Question 5.6.7: Finding the height of an object from a distance The angle of...
Finding the height of an object from a distance
The angle of elevation of the top of a water tower from point A on the ground is 19.9°. From point B, 50.0 feet closer to the tower, the angle of elevation is 21.8°. What is the height of the tower?
Let y represent the height of the tower and x represent the distance from point B to the base of the tower, as shown in Fig. 5.88.
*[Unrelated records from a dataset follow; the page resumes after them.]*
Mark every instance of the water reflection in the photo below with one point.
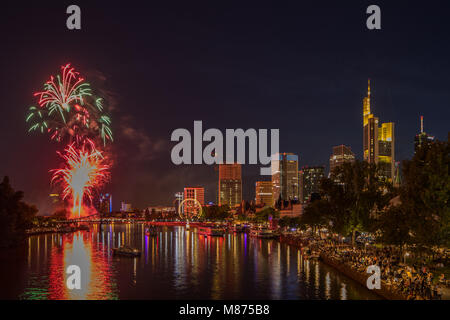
(177, 264)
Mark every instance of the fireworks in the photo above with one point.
(68, 110)
(85, 170)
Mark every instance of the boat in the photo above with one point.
(237, 228)
(150, 232)
(314, 256)
(127, 251)
(210, 231)
(264, 233)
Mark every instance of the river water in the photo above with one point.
(175, 264)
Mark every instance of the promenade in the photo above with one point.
(399, 281)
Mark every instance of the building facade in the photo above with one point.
(310, 181)
(194, 193)
(263, 192)
(341, 154)
(230, 184)
(378, 141)
(421, 137)
(285, 176)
At point B, tan 21.8° = y/x or
x=\frac{y}{\tan 21.8^{\circ}}Since the distance to the base of the tower from point A is x + 50,
\tan 19.9^{\circ}=\frac{y}{x+50}Or
y = (x + 50) tan 19.9°.
To find the value of y we must write an equation that involves only y. Since x = y/tan 21.8°, we can substitute y/tan 21.8° for x in the last equation:
y=\left(\frac{y}{\tan 21.8^{\circ}}+50\right) \tan 19.9^{\circ} ,
y=\frac{y \cdot \tan 19.9^{\circ}}{\tan 21.8^{\circ}}+50 \tan 19.9^{\circ} Distributive property
y-\frac{y \cdot \tan 19.9^{\circ}}{\tan 21.8^{\circ}}=50 \tan 19.9^{\circ} ,
y\left(1-\frac{\tan 19.9^{\circ}}{\tan 21.8^{\circ}}\right)=50 \tan 19.9^{\circ} Factor out y.
y=\frac{50 \tan 19.9^{\circ}}{1-\frac{\tan 19.9^{\circ}}{\tan 21.8^{\circ}}} \approx 191 \text { feet }This computation is shown on a graphing calculator in Fig. 5.89.